There is no better time for Canadian enterprises to participate in the construction of the Belt and Road Initiative (BRI) than now, according to Lu Shaye, China's ambassador to Canada.
Lu made the comment at a Belt and Road forum at the Canadian National Exhibition on Aug 30.
According to Lu, Canada is in an intense trade dispute with its southern ally the U.S. It is reasonable for Canada to promote cooperation with its largest trading partner.
However, given that the global economic center is gradually shifting toward the Asia-Pacific region, Canada also can turn to those emerging markets and diversify its trade.
"Although located in North America, where it is quite far away from China, Canada is welcome to take part in the initiative," said Lu, adding that Canada should not let the opportunity slip away.

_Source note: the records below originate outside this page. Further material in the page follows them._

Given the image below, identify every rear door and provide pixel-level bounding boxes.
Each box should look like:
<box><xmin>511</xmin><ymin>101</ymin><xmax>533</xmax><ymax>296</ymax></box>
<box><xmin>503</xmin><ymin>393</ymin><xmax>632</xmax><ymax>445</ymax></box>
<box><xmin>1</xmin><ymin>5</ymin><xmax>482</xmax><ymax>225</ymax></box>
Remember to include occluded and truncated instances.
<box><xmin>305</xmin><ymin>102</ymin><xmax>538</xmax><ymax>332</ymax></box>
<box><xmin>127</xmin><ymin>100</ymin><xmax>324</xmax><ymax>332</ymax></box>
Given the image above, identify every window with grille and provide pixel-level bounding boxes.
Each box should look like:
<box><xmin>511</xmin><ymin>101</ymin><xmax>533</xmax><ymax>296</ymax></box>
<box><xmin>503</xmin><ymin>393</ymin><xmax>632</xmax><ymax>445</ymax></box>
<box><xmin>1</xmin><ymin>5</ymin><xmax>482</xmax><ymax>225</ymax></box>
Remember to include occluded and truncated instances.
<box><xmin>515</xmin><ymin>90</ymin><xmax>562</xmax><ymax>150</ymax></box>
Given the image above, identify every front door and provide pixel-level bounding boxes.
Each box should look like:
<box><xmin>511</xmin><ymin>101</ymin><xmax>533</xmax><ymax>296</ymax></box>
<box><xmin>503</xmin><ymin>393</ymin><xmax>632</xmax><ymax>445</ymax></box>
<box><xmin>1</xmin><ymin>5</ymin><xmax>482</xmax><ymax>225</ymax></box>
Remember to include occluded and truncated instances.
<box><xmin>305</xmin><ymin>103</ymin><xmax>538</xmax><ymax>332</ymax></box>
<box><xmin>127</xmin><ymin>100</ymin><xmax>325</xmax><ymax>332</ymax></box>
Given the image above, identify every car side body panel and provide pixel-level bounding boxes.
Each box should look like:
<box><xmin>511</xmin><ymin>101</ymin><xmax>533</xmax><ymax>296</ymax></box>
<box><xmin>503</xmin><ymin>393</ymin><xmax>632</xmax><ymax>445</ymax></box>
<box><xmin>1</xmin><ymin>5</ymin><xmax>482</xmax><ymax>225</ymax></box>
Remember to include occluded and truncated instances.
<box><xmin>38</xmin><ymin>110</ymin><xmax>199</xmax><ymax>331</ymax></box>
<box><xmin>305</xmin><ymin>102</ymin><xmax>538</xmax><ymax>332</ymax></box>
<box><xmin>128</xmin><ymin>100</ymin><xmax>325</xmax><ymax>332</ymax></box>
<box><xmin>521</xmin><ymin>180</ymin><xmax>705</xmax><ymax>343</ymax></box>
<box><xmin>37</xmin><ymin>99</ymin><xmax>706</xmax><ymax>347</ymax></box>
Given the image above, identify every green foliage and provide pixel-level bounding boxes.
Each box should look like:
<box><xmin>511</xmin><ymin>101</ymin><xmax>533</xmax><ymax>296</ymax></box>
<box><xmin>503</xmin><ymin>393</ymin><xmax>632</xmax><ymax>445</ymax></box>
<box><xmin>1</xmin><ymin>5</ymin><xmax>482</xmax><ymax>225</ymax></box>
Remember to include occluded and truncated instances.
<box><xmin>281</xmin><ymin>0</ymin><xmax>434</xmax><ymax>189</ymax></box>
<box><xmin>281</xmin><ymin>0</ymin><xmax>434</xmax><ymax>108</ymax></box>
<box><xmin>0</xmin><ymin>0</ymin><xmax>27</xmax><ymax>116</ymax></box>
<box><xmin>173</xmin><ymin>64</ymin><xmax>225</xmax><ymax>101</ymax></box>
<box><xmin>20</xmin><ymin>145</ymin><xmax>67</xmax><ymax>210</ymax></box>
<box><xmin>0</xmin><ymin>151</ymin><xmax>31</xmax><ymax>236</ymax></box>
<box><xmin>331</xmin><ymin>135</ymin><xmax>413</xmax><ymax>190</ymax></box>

Lu used as an example the fact that Belarus and China recently constructed an industrial park in Minsk as part of the Belt and Road construction, adding that cooperation in trade and investment between China and the countries along the Belt and Road has continued to expand over the past five years.
"In the Belt and Road cooperation, we have never pursued a 'China first' policy," said Lu. "The BRI was proposed by China, but its opportunities and achievements can be shared by the whole world. It is aimed at achieving true common prosperity instead of the mere satisfaction of self-interests."
Still, since its launch, the BRI has been accompanied by misconceptions.
"Some people say that China utilizes the BRI to seek geostrategic interests, and some even call it China's Marshall Plan. I would like to stress that the BRI is not a tool for China to contend for regional or international ascendancy; instead, it is a public good that can be used by all countries," Lu explained.
Lu suggested that China and Canada could jointly explore third-party markets, as China's productivity and Canada's technologies and services could combine to serve the demands of developing countries.
Jean Charest, a partner at McCarthy Tétrault and former Quebec premier, said China is one of the biggest issues Canada has to address.
"There is, right now, a unique historical opportunity between China and Canada to do the trade agreement, that's what I see today, and we can get it right," Charest said.
"It's about infrastructure and the huge span there is going to be, and the opportunities presented to Canadians in particular that we are very good at," Charest said.